2030’lu yıllarda 1,7 milyon yeni iş kolunun ortaya çıkacağının öngörüldüğü dinamik süreçte, sayısal verilerden hareketle, bilişim teknolojileri yetenekleri gerektiren yepyeni iş kollarının, meslek gruplarının ortaya çıkacağını söyleyen Saraç, YÖK olarak geleceğin meslekleri addedilen alanlarda, sektörle işbirliği içerisinde yaptıkları çalışmalarla, üniversitelerde yeni mesleki alanlar ve programlar açacaklarını müjdeledi.

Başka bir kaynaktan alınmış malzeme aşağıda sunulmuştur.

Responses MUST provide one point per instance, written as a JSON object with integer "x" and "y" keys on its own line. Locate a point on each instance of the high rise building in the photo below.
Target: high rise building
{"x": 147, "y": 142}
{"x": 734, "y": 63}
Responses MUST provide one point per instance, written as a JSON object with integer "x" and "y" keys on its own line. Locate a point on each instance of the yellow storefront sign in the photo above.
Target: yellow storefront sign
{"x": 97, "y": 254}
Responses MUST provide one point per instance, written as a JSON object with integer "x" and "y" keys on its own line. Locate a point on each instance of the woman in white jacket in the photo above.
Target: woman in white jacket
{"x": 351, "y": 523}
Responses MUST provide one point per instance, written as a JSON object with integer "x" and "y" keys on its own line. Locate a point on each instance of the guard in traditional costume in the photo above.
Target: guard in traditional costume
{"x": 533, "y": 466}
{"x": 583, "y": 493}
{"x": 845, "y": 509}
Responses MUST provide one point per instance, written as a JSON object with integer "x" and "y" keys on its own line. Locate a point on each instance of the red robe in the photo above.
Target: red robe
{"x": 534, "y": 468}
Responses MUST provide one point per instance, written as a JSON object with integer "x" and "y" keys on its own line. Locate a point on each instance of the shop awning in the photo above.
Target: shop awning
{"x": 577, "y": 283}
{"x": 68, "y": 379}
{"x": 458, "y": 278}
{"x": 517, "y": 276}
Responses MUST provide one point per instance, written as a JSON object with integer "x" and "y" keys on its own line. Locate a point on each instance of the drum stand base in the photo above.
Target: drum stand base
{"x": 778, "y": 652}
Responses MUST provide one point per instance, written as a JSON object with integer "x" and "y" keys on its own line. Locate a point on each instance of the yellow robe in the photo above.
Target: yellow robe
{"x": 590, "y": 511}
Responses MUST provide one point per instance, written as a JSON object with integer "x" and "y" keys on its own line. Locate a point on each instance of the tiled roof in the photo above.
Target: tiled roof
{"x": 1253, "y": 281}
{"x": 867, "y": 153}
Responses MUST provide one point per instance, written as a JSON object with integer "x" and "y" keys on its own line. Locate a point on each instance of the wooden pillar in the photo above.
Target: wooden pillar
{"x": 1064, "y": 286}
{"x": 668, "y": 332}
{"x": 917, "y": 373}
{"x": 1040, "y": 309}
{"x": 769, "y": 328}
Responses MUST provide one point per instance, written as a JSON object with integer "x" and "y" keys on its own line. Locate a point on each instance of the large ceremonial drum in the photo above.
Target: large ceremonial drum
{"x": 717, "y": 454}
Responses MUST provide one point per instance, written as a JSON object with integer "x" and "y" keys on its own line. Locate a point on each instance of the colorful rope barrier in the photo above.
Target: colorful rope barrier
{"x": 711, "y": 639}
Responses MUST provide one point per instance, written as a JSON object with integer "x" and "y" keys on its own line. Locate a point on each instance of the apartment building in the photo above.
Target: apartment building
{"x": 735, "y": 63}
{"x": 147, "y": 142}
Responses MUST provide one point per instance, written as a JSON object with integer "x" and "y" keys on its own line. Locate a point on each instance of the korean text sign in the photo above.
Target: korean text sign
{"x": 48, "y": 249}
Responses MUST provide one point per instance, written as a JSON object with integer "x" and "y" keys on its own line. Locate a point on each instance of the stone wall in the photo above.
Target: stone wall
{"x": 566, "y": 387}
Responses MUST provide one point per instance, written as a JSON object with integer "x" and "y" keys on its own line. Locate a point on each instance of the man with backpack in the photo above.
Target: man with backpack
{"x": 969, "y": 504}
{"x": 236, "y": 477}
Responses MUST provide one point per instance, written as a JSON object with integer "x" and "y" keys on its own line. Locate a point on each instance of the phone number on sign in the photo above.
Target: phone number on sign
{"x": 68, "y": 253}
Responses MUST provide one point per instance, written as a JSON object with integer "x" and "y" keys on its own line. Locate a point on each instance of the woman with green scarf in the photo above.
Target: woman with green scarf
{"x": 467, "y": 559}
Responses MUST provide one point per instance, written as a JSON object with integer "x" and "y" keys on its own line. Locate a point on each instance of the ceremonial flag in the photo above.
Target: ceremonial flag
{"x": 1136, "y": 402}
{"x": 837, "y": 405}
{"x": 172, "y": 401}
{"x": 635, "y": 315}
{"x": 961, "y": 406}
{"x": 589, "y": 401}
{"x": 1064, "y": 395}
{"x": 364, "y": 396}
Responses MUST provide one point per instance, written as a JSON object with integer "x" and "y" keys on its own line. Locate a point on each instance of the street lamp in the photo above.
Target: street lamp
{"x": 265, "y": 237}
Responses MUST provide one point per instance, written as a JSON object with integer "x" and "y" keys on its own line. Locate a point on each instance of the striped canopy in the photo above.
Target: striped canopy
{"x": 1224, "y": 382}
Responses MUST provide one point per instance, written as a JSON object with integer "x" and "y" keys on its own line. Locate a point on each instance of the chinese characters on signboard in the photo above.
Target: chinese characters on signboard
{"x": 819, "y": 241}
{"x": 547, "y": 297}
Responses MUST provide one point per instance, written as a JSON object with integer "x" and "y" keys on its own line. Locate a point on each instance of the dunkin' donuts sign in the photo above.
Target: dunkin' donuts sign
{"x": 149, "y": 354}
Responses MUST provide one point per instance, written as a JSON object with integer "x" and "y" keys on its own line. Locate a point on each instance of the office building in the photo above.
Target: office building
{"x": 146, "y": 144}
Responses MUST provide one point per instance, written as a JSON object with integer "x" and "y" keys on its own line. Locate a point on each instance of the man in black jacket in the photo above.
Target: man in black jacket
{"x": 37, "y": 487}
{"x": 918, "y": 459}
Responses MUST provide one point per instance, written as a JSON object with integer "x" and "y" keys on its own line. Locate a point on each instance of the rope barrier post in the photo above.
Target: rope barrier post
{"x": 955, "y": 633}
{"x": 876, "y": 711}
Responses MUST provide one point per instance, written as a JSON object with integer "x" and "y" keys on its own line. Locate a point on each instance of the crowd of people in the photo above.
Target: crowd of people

Özellikle doktora çalışmalarına öncelik verdiklerini ve doktora programlarında robotik, siber güvenlik, nörobilim, yapay zekâ ve makine öğrenmesi, ağ teknolojileri [5G nesnelerin interneti], akıllı ve yenilikçi malzemeler gibi alanlarda araştırma ve yeniliğe dayalı çalışmalar üreterek akıllı uzmanlaşmaya dayanan stratejik bir hedef belirlediklerini sözlerine ekledi. 


Saraç, mekânsal süreklilik şartı olmayan, ilişki ağı ile belirlenen, uluslararası işbirliklerine doğrudan açık, ekonomik ve bölgesel kalkınmanın itici gücü olarak yerel dinamiklerin ön plana çıktığı bir sistem olan “yeni bölgesel kalkınma” anlayışıyla, YÖK olarak 2016 yılında, dünyadan başarılı örnekleri de değerlendirerek beş üniversitede başlattıkları “Yükseköğretimde İhtisaslaşma ve Misyon Farklılaşması Projesi”nin sayısı 15’e varan üniversitede devam ettiğini açıkladı. 


Türkiye’nin 8 milyonu aşan öğrenci sayısı ile Avrupa’da yükseköğretime erişimde ilk sırada yer aldığını belirten Saraç; “Araştırma Üniversitesi” kavramı üzerinde de durdu ve Türk yükseköğretimine Yeni YÖK ile girmiş olan bu kavram çerçevesinde değerlendirilen 11 üniversiteye ayrıcalıklı destekler sunulduğunu ilave etti.


YÖK’ün pandemiden bir yıl önce, 2019’da Yükseköğretimde Dijital Dönüşüm adıyla oluşturduğu projeyle,  pandemi süresince, üniversitelerimizde büyük bir sorun yaşanmadan çevrimiçi eğitimin sürdüğünü anlatan Saraç, üniversitelerin dijital çağa ayak uydurması ve bilgiye ulaşımda açık erişim ve açık bilim uygulamalarının hayata geçirilmesi amacıyla açık erişim altyapıları ile uyumun sağlanmasının hedeflendiğini, bu bağlamda da  2021 yılı itibarıyla 158 üniversitede açık akademik arşivlerin kuruluşunun gerçekleştiğini açıkladı.


Cumhurbaşkanımızın bizzat himayelerinde olan “YÖK Anadolu Projesi” hakkında da bilgiler veren Saraç, yükseköğretim politikalarını yerel ve küresel dengelere uygun olarak oluşturduklarını, önceliklerinin ise sorumluluk sahibi, yetenekli, topluma hizmet üretebilen ama aynı zamanda insan olmanın tüm değerlerine saygı duyan bireyler yetiştirmek olduğunu belirtti.